In August 2001, the FASB issued SFAS 144, Accounting for the Impairment or Disposal of Long-Lived Assets, which addresses financial accounting and
reporting for the impairment or disposal of long-lived assets. SFAS 144 develops one accounting model (based on the model in SFAS 121) for long-lived
assets that are to be disposed of by sale, as well as addresses the principal implementation issues. SFAS 144 requires that long-lived assets that are to be
disposed of by sale be measured at the lower of book value or fair value less cost to sell. SFAS 144 is effective for financial statements issued for fiscal years
beginning after December 15, 2001 and, generally, its provisions are to be applied prospectively.
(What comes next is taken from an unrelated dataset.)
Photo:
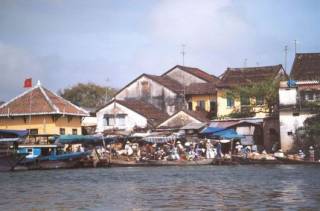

The adoption of this statement is not expected to have a
material effect on the Company's financial condition or results of operations.
Reclassifications — Certain prior year amounts have been reclassified to conform to the fiscal 2002 presentation.
NOTE 2 — Special Charges
During the second quarter of fiscal 2002, the Company undertook a program to reduce its workforce and to exit certain activities during fiscal 2002 to align its
cost structure with ongoing economic and industry conditions. A special charge of $482 million related to these actions was recorded in operating expenses in
the second quarter. A summary of this charge is as follows (in millions):
Liability at
Total Non-Cash February 1,
Charge Paid Charges 2002
Employee separations $ 134 $ (118) $ $ 16
Facility consolidations 169 (46) (79) 44
Other asset impairments and exit costs 179 (16) (152) 11
Total $ 482 $ (180) $ (231) $ 71
As part of this undertaking, the Company eliminated approximately 4,000 employee positions worldwide from various business functions and job classes. The
employee separations charge was $91 million, $41 million and $2 million in the Americas, Europe and Asia-Pacific Japan segments, respectively. The facility
consolidations charge in the Americas, Europe and Asia Pacific-Japan segments amounted to $80 million, $76 million and $13 million, respectively. Non-
cash charges consisted primarily of buildings being exited and equipment, technology/software, and other assets being abandoned or disposed of as part of
these actions. This included $75 million to write off goodwill and substantially all intellectual property associated with the fiscal 2000 acquisition of
ConvergeNet Technologies, Inc. (ConvergeNet) discussed below due to the Company's decision to discontinue the development of ConvergeNet's proprietary
storage technology. The remaining $71 million liability (including $16 million related to employees previously terminated) as of February 1, 2002, is
expected to be substantially liquidated by the end of the second quarter of fiscal 2003, except for approximately $25 million related to net lease expenses that
will be paid over the respective lease terms through fiscal 2006.